WHERE DO YOU FIND YOUR MATERIALS?
These days, the materials find me more than I find them. I’ve got so much stuff left here. And people start bringing me things. Or if I’m out — I take a lot of pictures with my iPhone — and quite often I will find things because I’m seeing them in the picture that I’m taking not realizing there’s something I might be interested in.
DO YOU GO BACK AND GET IT?
I got back and get it. Or pick it up right then. I ask, “Can I have that?’ I really do live, so much in the moment. For example, I was very thirsty this morning, so I went out to my car to pick up that bottle of water — and it was frozen. As I brought it in, I just stood it there on the lathe and this little thing started melting and bubbles started coming out of it — just sort of bubbling up — so I could put it on the lathe, turn the lathe on and start turning the dial and have the thing moving back and forth as the bubbles were coming out of it, and this is what it looked like. There is no way I could have planned that. The things just seem to — they’re there. They’re there all the time. More than anything, it’s just a matter of finding them.

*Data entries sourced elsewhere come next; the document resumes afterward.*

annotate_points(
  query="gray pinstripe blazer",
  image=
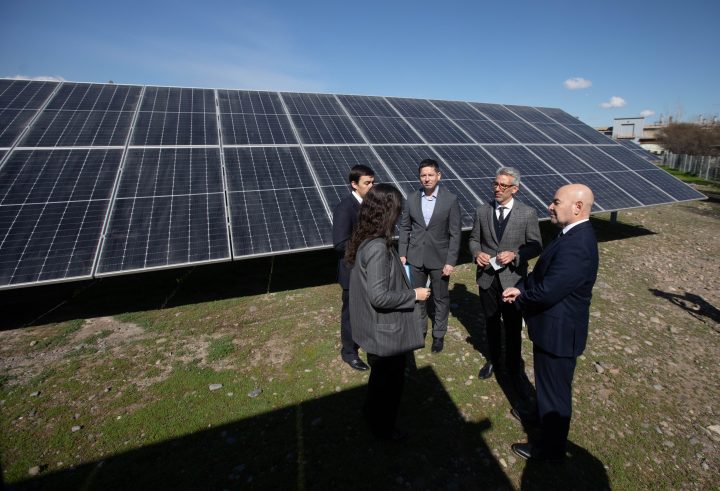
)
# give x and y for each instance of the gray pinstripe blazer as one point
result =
(522, 236)
(383, 312)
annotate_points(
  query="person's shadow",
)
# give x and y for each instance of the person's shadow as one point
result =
(467, 309)
(580, 470)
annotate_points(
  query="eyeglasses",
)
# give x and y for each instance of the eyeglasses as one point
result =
(503, 187)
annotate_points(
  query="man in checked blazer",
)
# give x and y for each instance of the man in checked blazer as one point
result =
(504, 237)
(430, 243)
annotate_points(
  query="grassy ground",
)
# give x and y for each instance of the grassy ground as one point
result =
(110, 384)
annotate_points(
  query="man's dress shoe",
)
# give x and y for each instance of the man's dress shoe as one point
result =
(486, 371)
(358, 364)
(528, 452)
(438, 345)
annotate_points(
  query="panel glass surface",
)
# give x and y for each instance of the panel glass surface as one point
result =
(629, 158)
(280, 220)
(495, 112)
(597, 159)
(173, 193)
(415, 108)
(49, 241)
(170, 171)
(332, 164)
(379, 130)
(174, 116)
(438, 130)
(254, 118)
(40, 176)
(671, 185)
(266, 168)
(520, 158)
(367, 106)
(639, 188)
(468, 161)
(85, 115)
(459, 110)
(523, 132)
(19, 101)
(607, 195)
(589, 134)
(530, 114)
(403, 161)
(165, 231)
(559, 159)
(484, 131)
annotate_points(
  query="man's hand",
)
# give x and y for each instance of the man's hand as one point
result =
(505, 257)
(510, 294)
(482, 259)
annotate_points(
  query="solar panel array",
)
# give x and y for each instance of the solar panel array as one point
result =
(103, 179)
(638, 150)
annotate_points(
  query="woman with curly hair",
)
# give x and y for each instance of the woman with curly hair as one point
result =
(385, 322)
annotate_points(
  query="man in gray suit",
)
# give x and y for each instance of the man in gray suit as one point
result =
(504, 237)
(430, 243)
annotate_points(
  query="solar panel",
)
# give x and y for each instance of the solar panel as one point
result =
(103, 179)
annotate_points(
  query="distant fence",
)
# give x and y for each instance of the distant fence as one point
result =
(702, 166)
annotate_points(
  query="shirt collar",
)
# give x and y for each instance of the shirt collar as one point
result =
(567, 228)
(432, 196)
(508, 205)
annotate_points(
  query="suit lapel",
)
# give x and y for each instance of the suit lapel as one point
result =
(489, 217)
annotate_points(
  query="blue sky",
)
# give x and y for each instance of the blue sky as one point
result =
(632, 57)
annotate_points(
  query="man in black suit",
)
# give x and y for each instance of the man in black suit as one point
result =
(345, 216)
(504, 237)
(430, 243)
(555, 300)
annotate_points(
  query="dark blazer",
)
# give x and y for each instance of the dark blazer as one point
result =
(382, 303)
(437, 244)
(555, 297)
(345, 217)
(521, 236)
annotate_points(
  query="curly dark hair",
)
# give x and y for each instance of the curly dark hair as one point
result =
(379, 211)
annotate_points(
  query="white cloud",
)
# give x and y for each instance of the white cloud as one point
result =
(614, 101)
(38, 79)
(576, 83)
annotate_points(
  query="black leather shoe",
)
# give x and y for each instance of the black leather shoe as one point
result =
(438, 345)
(358, 364)
(528, 452)
(486, 371)
(528, 422)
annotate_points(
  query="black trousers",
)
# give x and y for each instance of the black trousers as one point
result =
(385, 386)
(503, 326)
(348, 351)
(440, 296)
(553, 380)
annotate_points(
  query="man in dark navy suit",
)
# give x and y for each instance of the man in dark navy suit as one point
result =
(555, 301)
(345, 215)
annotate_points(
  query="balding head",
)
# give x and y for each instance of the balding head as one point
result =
(571, 204)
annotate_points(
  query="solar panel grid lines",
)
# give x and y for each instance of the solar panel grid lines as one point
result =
(21, 102)
(310, 168)
(205, 175)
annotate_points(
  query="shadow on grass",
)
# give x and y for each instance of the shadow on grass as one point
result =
(694, 304)
(322, 444)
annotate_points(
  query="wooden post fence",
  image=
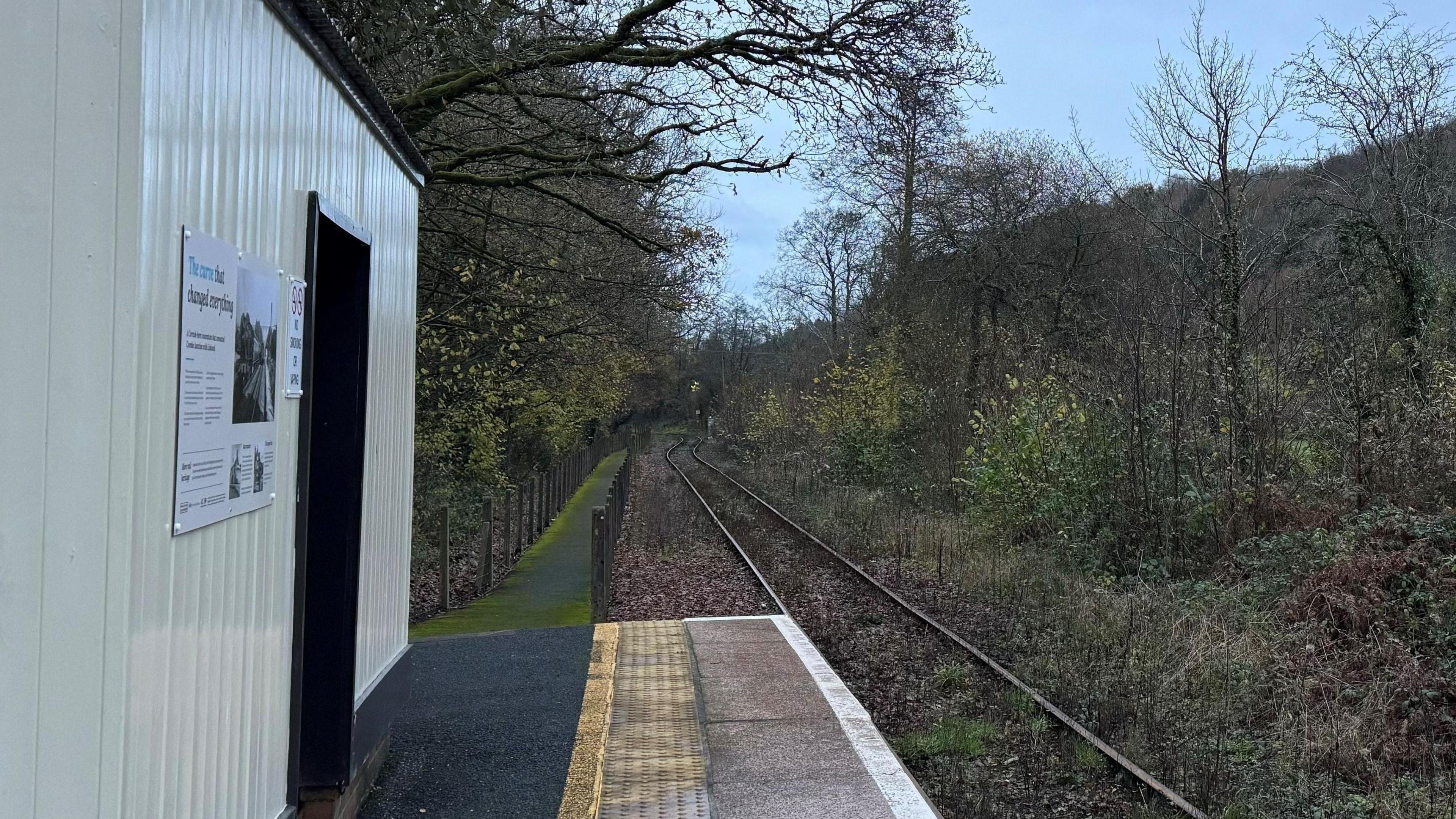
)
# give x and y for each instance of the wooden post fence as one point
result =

Now, here’s this piece, and it’s doing its thing, and this piece is in the background and it’s sitting on top of the lathe and light was coming through it and I started to turn the handle. How do you put together that combination? You can’t plan it. It’s got to happen — you just need to be there.
WHEN YOU MOVE THE WORK IN HERE TO THE BOSTON SCULPTORS GALLERY, WHAT DO YOU THINK IT’LL BE LIKE TO COME BACK HERE WITH IT EMPTY?
I’ll be able to clean it. I’ll be to find stuff that I’ve forgot that I had. I’ve have so much — it’s like an archeological dig in here when I’m looking for things. A good day for me will be the day I can find all my drills or all my screwdrivers because I pick ‘em up, put ‘em down, drop them somewhere else. So maybe — with stuff at Fuller, Boston and New Hampshire — that ought to free up a lot of space so I can find things.
HOW MANY SCREWDRIVERS DO YOU ESTIMATE YOU’VE LOST HERE?
When I need one? Every one of them, including the one I’m looking for. I usually end up going to Home Depot to buy a second or a third of what I need because I can’t find the first or second of that particular item. That’s why I have so many sanders or saws or drill sets — partial drill sets.
(“David. Lang: The Shop: runs from March 12 through April 13 at the Boston Sculptors Gallery, 486 Harrison Avenue, Boston, Mass.; “Songs Into the Air: David Lang” continues through March 31 at the Museum of Art, University of New Hampshire, Paul Creative Arts Center, 30 Academic Way, Durham, New Hampshire; “Machines and Mechanizations: Explorations in Contemporary Kinetic Sculpture” continues through June 1 at the Fuller Craft Museum, 455 Oak Street, Brockton, Mass.)